Dr Suzanne Steinbaum's offers a menopausal reframe. As oestrogen declines, so does its role as a caretaking hormone , one that actively encourages people-pleasing, conflict avoidance, and the prioritising of others' needs. Women in perimenopause consistently report what Steinbaum describes as less tolerance for what no longer serves them, alongside stronger boundaries and a sharper focus on their own needs.
This also connects directly to statistics in women's health. Between 70% and 80% of people with autoimmune diseases are female. While hormonal and chromosomal factors play a role, Dr Gabor Maté argues that the prevalence is significantly driven by suppressed emotion, chronic stress, and trauma. When women are culturally conditioned to place everyone else's needs before their own, the cost is physiological. The immune system begins to attack the body that went unheard. Menopause changes this. We are unmasked.

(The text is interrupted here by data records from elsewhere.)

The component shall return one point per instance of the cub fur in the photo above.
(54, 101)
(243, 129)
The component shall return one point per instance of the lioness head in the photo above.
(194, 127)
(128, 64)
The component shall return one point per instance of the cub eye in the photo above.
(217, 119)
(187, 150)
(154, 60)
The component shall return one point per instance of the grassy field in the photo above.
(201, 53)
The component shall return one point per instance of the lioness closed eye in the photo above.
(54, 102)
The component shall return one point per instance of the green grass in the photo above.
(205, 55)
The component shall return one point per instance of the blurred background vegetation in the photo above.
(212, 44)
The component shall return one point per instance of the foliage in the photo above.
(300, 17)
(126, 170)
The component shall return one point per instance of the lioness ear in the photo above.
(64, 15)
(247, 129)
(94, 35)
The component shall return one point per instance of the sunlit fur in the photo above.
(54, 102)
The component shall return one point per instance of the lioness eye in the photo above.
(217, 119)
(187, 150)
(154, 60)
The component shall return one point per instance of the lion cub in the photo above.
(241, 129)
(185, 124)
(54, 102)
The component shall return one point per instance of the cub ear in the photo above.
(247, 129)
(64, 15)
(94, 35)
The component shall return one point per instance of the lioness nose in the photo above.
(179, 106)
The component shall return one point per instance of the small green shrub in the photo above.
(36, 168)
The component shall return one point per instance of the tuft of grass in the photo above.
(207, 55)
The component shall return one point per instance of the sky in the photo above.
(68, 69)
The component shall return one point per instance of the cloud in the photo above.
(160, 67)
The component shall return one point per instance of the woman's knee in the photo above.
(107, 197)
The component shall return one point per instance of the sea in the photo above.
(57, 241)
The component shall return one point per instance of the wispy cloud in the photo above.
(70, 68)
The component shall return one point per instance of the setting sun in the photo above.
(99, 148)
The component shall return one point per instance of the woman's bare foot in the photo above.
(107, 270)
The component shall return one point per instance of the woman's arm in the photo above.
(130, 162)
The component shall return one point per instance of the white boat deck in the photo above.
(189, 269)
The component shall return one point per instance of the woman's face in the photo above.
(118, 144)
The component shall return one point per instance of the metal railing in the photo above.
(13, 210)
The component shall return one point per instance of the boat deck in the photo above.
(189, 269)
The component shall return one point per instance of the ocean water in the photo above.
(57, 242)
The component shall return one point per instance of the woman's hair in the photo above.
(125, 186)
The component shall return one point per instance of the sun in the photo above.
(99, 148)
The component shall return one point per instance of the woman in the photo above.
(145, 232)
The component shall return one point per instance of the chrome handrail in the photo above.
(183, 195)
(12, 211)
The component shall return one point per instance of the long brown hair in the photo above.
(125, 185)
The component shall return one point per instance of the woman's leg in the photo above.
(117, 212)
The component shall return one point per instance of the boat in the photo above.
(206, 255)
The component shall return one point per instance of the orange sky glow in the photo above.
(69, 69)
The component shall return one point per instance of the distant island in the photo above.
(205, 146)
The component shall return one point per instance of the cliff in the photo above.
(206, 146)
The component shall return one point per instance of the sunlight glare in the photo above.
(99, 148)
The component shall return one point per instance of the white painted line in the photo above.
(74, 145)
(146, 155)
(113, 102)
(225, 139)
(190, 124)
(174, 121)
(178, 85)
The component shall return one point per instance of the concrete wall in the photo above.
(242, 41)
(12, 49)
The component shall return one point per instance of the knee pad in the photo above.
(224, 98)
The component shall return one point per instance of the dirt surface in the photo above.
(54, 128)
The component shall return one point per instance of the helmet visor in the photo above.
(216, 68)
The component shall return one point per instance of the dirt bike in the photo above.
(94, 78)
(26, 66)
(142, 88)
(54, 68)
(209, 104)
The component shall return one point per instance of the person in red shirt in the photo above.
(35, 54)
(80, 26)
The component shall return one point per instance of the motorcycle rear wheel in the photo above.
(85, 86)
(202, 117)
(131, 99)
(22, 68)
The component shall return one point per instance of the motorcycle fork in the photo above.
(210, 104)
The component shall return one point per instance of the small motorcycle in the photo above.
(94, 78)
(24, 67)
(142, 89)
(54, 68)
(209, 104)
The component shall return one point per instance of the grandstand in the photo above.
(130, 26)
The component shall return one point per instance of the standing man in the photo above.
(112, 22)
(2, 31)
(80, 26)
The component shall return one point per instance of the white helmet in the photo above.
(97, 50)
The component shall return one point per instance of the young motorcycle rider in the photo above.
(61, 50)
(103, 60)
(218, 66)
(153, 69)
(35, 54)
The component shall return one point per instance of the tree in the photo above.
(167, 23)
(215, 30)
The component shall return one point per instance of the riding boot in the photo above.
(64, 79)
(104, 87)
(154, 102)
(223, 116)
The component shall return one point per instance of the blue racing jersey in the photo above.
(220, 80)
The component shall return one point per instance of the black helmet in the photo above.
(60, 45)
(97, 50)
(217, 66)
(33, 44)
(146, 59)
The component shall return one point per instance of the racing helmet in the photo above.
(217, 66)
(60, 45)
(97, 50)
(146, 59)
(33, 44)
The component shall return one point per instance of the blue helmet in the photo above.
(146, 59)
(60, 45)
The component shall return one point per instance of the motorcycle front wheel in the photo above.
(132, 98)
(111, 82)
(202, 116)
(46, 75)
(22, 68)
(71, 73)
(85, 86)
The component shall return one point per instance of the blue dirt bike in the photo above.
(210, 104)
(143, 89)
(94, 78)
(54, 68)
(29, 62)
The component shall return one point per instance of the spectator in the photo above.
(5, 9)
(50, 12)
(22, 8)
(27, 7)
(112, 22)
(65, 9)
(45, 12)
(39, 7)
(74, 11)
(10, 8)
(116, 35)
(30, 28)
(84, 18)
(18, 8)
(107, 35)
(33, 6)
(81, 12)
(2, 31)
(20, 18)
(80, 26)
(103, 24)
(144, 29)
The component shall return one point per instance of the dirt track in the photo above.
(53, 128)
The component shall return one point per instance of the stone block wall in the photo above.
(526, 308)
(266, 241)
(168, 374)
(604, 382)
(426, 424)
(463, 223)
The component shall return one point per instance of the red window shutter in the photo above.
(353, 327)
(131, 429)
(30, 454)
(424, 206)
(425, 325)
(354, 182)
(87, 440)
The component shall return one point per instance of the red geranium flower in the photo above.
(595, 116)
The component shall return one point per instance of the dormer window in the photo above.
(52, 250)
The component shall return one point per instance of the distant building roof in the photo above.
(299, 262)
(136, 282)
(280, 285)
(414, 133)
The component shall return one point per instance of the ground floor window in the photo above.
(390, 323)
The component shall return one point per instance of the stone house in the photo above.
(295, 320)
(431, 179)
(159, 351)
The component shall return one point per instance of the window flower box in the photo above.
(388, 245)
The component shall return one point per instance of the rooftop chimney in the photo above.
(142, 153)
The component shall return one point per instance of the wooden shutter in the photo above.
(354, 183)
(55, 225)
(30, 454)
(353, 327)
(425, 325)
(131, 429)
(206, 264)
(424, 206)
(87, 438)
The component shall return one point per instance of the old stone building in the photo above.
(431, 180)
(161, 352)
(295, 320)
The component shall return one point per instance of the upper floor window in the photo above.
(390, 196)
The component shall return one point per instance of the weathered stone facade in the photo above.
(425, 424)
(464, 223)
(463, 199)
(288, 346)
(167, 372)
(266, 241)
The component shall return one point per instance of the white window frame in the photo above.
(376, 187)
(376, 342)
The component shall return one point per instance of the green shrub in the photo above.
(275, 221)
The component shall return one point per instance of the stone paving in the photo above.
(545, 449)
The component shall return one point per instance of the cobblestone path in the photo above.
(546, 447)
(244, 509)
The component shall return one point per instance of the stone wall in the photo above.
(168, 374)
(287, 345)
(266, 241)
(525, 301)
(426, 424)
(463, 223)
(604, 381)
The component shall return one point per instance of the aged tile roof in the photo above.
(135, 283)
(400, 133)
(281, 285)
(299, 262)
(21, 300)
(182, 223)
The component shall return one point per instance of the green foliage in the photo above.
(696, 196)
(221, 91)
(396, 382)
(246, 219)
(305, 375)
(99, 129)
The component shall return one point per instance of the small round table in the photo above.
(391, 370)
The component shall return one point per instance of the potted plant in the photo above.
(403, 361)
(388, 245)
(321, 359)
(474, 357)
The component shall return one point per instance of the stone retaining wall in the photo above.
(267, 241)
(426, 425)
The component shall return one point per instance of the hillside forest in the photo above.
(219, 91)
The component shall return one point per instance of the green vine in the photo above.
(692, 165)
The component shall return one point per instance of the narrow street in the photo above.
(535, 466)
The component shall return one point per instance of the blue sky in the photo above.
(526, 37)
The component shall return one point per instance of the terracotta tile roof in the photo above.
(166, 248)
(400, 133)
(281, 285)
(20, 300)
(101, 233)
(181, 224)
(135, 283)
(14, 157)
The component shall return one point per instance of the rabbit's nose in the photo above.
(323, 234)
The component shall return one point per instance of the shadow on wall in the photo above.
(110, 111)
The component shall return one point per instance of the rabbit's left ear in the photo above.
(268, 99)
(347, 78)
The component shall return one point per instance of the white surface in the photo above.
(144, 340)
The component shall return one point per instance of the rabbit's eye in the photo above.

In many traditional and matrilineal cultures, menopause is understood not as medical problem but as an initiation into eldership. The shift from "Mother" to the "Wise Woman" is understood as an alchemical process and the Grandmother Hypothesis in evolutionary biology adds support for this transition. The long post-menopausal lifespan of humans appears to be a genuine survival advantage, with older women playing a critical role in the survival of the community and continued promotion of her genes. Post menopause eldership and wisdom becomes our purpose.
Many of us have moved through our lives without feeling fully alive, masking the parts of ourselves that didn't fit. After decades of becoming who others needed us to be, the capable one, the caregiver, the professional, the good girl, the perfectionist, perimenopause ends these roles and expectations. For many of us this is the beginning of ourselves.